Quem já leu os gibis da Turma da Mônica conhece bem um dos personagens que morre de medo de tomar banho! É o Cascão. Na verdade, o Cascão tem medo de qualquer coisa relacionada à água (hidrofobia) e, por isso, acaba ficando também sem tomar banho. Saindo das páginas do gibi e vindo para as da vida real, podemos nos deparar com pessoas que simplesmente possuem verdadeiro pânico em tomar banho, limpar-se ou mesmo lavar as mãos.

A ablutofobia se origina do termo latim ablutere, que significa para lavar. Os portadores dessa fobia possuem um medo patológico em se lavar, tomar banho, se limpar. Se a fobia se agravar, pode ter medo de limpeza em geral.

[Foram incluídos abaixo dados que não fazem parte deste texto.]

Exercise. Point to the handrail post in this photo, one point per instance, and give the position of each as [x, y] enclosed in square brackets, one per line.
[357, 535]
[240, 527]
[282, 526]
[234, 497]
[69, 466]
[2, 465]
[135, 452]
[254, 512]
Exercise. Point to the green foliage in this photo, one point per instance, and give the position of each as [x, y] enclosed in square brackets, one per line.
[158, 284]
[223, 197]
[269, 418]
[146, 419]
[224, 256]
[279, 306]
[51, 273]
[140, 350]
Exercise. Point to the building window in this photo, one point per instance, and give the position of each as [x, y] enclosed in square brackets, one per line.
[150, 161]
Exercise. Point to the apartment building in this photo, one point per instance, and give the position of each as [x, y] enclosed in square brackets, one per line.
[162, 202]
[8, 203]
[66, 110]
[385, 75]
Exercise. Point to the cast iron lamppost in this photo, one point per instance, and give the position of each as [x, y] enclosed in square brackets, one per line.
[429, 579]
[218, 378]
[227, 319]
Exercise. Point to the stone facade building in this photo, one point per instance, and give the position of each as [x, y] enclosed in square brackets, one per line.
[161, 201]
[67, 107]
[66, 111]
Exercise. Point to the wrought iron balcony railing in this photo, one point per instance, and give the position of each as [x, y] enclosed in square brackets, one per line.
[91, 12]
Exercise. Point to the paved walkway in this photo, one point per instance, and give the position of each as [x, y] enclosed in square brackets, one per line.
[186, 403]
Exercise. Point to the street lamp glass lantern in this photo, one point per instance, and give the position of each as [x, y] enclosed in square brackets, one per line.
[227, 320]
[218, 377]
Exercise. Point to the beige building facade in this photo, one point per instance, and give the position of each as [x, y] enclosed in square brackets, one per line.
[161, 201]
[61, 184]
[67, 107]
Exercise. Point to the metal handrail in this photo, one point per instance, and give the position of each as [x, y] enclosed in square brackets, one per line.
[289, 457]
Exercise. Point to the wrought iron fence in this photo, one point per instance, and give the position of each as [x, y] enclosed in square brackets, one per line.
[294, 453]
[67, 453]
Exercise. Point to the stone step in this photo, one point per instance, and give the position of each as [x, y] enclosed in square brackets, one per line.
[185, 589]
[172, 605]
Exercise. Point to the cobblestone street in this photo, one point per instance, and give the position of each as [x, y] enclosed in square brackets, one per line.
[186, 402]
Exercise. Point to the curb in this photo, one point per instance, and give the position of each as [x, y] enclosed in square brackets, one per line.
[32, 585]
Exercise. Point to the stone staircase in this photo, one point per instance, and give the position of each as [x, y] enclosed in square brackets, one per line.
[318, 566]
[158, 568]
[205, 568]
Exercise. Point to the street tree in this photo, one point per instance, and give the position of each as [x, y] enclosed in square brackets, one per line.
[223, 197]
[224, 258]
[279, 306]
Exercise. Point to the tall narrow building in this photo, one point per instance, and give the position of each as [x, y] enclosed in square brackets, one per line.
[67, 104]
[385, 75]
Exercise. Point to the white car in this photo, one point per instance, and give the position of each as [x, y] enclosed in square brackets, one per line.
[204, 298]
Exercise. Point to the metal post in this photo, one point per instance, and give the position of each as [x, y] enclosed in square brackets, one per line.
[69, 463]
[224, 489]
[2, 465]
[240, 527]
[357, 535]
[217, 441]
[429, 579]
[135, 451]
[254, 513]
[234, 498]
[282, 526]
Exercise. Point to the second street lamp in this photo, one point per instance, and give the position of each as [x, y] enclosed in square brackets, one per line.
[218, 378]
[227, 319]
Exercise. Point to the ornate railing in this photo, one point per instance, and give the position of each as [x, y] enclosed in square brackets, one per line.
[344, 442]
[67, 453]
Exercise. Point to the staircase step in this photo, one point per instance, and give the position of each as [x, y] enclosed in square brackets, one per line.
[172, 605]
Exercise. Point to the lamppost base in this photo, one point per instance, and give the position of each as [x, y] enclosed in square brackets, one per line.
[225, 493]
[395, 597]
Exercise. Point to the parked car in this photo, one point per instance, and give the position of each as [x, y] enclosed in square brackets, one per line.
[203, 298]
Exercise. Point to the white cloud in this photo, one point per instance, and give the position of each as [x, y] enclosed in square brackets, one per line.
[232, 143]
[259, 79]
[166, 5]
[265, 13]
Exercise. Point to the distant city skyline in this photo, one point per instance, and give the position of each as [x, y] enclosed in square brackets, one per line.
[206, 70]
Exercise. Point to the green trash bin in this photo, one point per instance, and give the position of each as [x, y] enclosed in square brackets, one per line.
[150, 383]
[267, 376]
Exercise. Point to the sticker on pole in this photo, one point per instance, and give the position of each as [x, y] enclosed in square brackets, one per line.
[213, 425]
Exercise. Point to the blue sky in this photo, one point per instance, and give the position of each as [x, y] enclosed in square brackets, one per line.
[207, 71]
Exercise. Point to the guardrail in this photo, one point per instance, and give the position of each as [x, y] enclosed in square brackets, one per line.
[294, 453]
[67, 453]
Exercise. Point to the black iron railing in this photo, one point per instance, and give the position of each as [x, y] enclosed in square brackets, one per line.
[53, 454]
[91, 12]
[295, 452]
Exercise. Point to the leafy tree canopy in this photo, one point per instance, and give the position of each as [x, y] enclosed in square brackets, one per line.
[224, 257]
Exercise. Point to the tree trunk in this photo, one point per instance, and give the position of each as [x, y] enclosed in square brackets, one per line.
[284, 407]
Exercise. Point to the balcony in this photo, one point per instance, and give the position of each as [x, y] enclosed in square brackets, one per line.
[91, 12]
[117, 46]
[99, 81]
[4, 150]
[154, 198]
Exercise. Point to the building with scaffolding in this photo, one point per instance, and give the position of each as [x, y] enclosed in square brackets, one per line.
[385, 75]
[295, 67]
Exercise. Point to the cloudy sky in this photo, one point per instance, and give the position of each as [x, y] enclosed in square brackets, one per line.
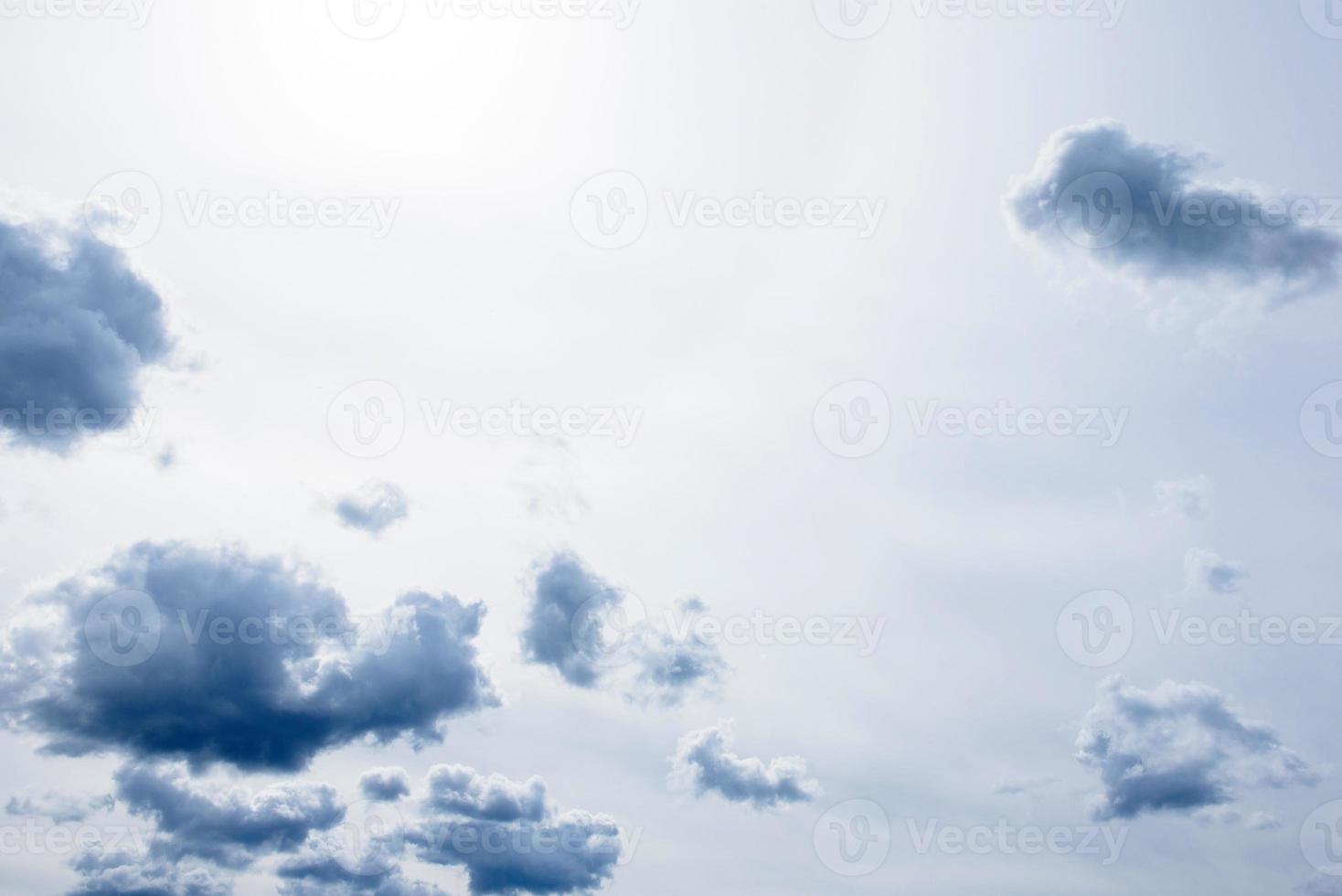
[521, 447]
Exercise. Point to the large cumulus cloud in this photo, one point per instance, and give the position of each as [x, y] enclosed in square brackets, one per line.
[1140, 207]
[77, 329]
[705, 763]
[229, 657]
[1180, 747]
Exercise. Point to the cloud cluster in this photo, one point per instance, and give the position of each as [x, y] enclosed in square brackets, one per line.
[595, 634]
[78, 326]
[373, 508]
[705, 763]
[1180, 747]
[1138, 208]
[211, 655]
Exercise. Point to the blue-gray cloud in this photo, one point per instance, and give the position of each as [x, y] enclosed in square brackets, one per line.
[77, 329]
[705, 763]
[373, 508]
[1138, 207]
[1180, 747]
[219, 656]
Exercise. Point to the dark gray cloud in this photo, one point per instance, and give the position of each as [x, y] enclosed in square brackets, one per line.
[1138, 207]
[58, 806]
[1180, 747]
[509, 840]
[703, 763]
[229, 827]
[373, 508]
[386, 784]
[77, 329]
[595, 634]
[219, 656]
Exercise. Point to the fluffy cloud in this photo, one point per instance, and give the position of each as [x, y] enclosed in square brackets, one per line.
[227, 827]
[219, 656]
[1208, 573]
[77, 329]
[703, 763]
[58, 806]
[510, 841]
[1178, 749]
[386, 784]
[373, 508]
[1140, 208]
[1189, 498]
[593, 634]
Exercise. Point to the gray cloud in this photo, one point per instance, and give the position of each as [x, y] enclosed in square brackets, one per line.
[1166, 224]
[386, 784]
[703, 763]
[77, 329]
[249, 661]
[1178, 749]
[373, 508]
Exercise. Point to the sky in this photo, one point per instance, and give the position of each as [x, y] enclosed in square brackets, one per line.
[765, 448]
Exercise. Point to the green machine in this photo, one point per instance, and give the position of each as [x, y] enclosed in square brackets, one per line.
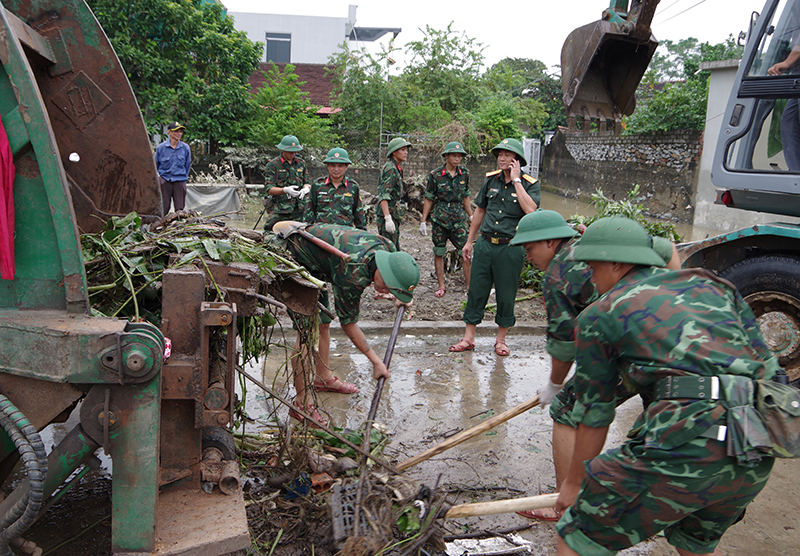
[81, 154]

Durante certo momento da infância, muitas crianças passam, de forma normal, por um período de recusa ou resistência a tomar banho, mas, com o tempo, essa situação muda e a resistência desaparece. Naquele que desenvolve tal fobia acontece o inverso. A resistência vai aumentando e se transformando em medo. Outra possibilidade, como já exposta anterior- mente, é a de que o ablutofóbico tenha, ainda na infância ou adolescência, passado por alguma situação traumática ou de constrangimento envolvendo o momento do banho, a higiene ou a limpeza, que disparou o gatilho para a fobia. O fato pode ter ocorrido com outra pessoa, e testemunhado por ele.

Assim, o ablutofóbico necessita de muita ajuda para livrar-se desse transtorno. Muitas vezes ele apresentará, também, hidrofobia, que é o medo de água, não só no ato do banho, mas de qualquer contato com água.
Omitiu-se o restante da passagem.